I have no idea where The Good Wife is going. None. I’ve spent the past day and a half trying to find clues I may have missed or a clear, logical exit strategy out of the brilliant and seemingly crippling corner the writers have painted themselves into, and I’m only able to muster up a few guesses I’m less than confident about, which is a very unnatural and uncomfortable feeling to me.

I’m typically a pretty savvy television viewer. When I’m watching a procedural, I often don’t make my killer guess based on actual clues. Instead, I forecast ahead based on stupid things like the order the suspects were interviewed in, the actors and actresses playing each of the possibilities or even whether someone seems a little too random or unimportant to be there. That’s what watching more than a dozen hours of network programing every week will do to you, but when it comes to The Good Wife, I’m absolutely floored.

There are quite a few plots going in different directions right now involving Governor Florrick, Eli Gold and an ethics committee, Grace’s burgeoning sexuality and the firm being wiretapped by the government, but the primary story arc centers around the fracturing of Lockhart Gardner. Cary Agos is leaving the firm with the other fourth years thanks to a very complicated partnership offer renege that makes complete sense. As of right now, our title good wife, Alicia Florrick, has agreed to join him, alongside second investigator Robyn. In theory, this would set up an almost limitless future of storylines with Diane, Will, first investigator Kalinda and David Lee on one side and Cary, Alicia, Robyn and perhaps one of the fourth years to be given a larger role on the other side. But now, the above scenario is impossible.

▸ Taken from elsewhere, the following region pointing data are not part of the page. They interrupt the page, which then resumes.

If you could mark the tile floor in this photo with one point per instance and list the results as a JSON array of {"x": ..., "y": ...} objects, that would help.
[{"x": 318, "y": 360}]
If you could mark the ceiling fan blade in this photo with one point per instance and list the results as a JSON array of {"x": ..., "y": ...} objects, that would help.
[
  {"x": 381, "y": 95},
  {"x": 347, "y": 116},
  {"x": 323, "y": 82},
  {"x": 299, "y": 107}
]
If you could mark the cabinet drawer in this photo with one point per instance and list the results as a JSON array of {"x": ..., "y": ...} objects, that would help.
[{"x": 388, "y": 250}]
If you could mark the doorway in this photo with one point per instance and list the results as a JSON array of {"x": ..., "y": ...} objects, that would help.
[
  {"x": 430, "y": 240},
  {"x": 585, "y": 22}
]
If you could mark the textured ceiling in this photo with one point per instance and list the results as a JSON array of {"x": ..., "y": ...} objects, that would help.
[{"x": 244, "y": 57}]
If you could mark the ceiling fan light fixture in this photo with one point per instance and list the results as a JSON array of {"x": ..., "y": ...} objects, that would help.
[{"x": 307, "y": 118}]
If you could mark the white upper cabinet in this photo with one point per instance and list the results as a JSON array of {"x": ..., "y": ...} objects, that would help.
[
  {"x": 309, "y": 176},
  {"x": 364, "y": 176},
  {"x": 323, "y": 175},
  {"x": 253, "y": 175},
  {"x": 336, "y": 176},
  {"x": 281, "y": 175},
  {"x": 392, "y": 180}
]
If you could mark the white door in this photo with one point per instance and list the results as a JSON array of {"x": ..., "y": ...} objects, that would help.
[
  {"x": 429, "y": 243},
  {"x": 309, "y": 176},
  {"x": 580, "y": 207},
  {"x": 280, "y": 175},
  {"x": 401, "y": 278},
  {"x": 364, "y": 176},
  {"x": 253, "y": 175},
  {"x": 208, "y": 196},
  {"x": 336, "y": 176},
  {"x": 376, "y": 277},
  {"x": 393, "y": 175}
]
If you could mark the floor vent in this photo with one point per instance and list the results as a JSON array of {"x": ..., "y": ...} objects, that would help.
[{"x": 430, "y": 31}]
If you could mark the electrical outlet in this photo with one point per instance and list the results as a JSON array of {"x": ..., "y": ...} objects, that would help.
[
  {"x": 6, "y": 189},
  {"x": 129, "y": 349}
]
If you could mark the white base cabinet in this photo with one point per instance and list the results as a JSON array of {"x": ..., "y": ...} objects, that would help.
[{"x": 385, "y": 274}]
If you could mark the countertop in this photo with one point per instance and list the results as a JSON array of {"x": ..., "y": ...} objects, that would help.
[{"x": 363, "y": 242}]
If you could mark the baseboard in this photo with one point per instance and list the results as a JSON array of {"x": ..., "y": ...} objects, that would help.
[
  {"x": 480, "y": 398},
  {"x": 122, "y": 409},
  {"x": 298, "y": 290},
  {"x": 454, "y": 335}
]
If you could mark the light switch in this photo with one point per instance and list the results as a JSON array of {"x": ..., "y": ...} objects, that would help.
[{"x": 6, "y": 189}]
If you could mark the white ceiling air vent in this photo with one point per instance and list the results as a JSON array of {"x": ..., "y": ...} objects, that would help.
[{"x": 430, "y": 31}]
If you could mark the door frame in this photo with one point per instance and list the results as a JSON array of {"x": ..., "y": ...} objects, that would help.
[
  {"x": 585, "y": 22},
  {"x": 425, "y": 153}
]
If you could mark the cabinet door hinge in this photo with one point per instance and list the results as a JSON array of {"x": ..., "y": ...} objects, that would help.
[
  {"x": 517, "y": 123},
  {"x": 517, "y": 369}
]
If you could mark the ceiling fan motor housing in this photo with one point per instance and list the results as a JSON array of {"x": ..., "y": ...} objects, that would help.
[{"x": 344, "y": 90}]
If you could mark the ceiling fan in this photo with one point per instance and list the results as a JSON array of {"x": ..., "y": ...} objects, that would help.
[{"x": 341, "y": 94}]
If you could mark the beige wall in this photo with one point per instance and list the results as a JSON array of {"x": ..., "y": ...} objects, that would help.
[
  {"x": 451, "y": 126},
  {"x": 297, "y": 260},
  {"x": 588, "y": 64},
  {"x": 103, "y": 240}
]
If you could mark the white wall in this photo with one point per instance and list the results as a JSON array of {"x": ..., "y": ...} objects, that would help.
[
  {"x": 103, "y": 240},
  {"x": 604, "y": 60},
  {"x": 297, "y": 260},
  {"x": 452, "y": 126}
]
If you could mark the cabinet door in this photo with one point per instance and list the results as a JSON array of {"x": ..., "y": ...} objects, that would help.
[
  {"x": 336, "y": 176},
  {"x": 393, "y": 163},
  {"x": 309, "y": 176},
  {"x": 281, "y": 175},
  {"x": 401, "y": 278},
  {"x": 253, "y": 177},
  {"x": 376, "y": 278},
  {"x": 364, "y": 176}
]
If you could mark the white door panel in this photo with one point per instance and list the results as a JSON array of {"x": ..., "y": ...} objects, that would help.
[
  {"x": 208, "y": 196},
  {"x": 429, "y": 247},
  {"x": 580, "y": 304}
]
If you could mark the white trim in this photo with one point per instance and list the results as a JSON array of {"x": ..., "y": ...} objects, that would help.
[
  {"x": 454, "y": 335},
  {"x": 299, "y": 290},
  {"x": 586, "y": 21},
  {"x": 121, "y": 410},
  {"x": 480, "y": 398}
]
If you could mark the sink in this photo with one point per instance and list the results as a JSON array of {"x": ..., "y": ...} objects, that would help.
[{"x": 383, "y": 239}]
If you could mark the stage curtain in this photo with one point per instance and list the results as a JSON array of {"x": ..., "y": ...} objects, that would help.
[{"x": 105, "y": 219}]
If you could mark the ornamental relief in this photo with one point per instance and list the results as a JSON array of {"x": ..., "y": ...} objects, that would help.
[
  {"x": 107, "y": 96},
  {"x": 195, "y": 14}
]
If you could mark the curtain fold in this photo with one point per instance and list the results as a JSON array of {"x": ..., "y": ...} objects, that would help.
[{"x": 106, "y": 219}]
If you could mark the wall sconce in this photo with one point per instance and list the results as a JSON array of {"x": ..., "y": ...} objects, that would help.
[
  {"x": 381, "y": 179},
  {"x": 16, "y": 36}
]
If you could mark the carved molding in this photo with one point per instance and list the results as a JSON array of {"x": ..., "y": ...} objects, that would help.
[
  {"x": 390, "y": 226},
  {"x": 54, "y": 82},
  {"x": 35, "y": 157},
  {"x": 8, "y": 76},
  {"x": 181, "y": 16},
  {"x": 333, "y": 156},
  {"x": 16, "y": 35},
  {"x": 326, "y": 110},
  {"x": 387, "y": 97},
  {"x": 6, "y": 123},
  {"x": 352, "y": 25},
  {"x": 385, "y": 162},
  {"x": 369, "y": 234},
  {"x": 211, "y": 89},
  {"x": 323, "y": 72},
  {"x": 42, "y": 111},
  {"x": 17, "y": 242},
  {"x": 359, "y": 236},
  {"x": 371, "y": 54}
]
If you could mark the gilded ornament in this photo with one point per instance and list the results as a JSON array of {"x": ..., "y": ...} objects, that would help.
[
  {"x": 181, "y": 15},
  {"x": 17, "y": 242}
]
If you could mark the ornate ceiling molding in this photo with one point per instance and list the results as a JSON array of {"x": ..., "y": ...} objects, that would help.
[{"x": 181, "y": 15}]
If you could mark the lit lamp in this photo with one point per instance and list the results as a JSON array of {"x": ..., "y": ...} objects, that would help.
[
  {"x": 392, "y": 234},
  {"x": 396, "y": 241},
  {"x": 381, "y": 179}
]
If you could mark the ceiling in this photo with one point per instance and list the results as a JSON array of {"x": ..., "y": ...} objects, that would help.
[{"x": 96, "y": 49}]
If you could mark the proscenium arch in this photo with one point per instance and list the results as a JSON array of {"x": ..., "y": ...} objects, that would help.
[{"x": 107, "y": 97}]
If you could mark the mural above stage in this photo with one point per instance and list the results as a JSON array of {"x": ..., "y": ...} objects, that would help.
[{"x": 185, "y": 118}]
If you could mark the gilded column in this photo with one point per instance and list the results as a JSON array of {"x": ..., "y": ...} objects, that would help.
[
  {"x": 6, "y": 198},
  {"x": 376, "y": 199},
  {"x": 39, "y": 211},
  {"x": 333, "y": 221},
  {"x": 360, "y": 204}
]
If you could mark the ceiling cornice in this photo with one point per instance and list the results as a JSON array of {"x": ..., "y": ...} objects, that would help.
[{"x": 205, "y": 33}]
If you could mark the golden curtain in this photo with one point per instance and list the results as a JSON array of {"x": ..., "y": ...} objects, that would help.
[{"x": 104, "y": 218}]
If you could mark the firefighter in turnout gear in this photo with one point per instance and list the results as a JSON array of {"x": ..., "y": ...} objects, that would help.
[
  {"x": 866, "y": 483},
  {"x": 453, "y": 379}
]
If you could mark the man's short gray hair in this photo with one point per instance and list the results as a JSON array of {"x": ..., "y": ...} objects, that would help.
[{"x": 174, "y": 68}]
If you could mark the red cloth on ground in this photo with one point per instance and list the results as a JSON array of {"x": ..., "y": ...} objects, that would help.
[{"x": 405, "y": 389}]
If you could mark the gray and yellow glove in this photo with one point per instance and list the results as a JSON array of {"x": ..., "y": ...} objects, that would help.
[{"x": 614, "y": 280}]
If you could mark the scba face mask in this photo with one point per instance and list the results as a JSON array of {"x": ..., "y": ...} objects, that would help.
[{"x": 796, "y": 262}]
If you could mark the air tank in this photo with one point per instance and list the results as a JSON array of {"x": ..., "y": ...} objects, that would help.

Thanks to a scathing interview Diane gave in which she hammered Will in an effort to win a judicial nomination, she was thrown out of her own firm this week. She’s still banking on that Illinois Supreme Court nomination coming through, but since that would send the show in too many different directions, I’m fairly confident that’s out. So, now, she either needs to start her own firm or she needs to join Cary, Alicia and the fourth years. If she does join them, however, that tips the balance too far in the other law firm’s favor. Think about it like a pick up game. The Good Wife writers are clearly assembling a scenario in which the team we’ve fallen in love with fractures and is forced to do battle against one another, but for that to work, the sides have to feel even. Will is almost without question the best lawyer the firm has, but he still needs wingmen and David Lee, shrewd as he might be, is primarily a divorce attorney. For all of this to work, Alicia needs to stay with Will, Will and Diane need to make up or they need to go to the bullpen.

But how that hell that might happen is completely beyond me. At the end of this past episode, Alicia told Cary she’s still on board and wants to leave this week. Beyond that, upcoming scenes show Will screaming and throwing all of the shit off of Alicia’s desk, apparently after discovering she has been conspiring with Cary and the fourth years to leave. Maybe we’ll find out she decides to stay, and he’s just mad she didn’t tell him about the plan. Maybe he’ll throw her ass out of the firm and hire one of the brilliant recurring lawyers we’ve seen over the years including but not limited to Elsbeth Tascioni (Carrie Preston), Captain Laura Hellinger (Amanda Peet) or Mike Kresteva (Matthew Perry). Hell, if they didn’t have their own shows, I could even see the writers bringing in Louis Canning (Michael J Fox) or especially, the brilliant and manipulative Patti Nyholm (Martha Plimpton). Right now, The Good Wife could go in a lot of different directions, and thanks to careful, brilliant and balanced writing, I don’t hate any of the possibilities.

The Good Wife is the best drama on broadcast television. Some weeks, it’s the best drama on all of television. It’s smart. It’s sharp. It constantly reinvents itself, and it always has something to say. I have no idea where the hell it’s going, and that’s thrilling.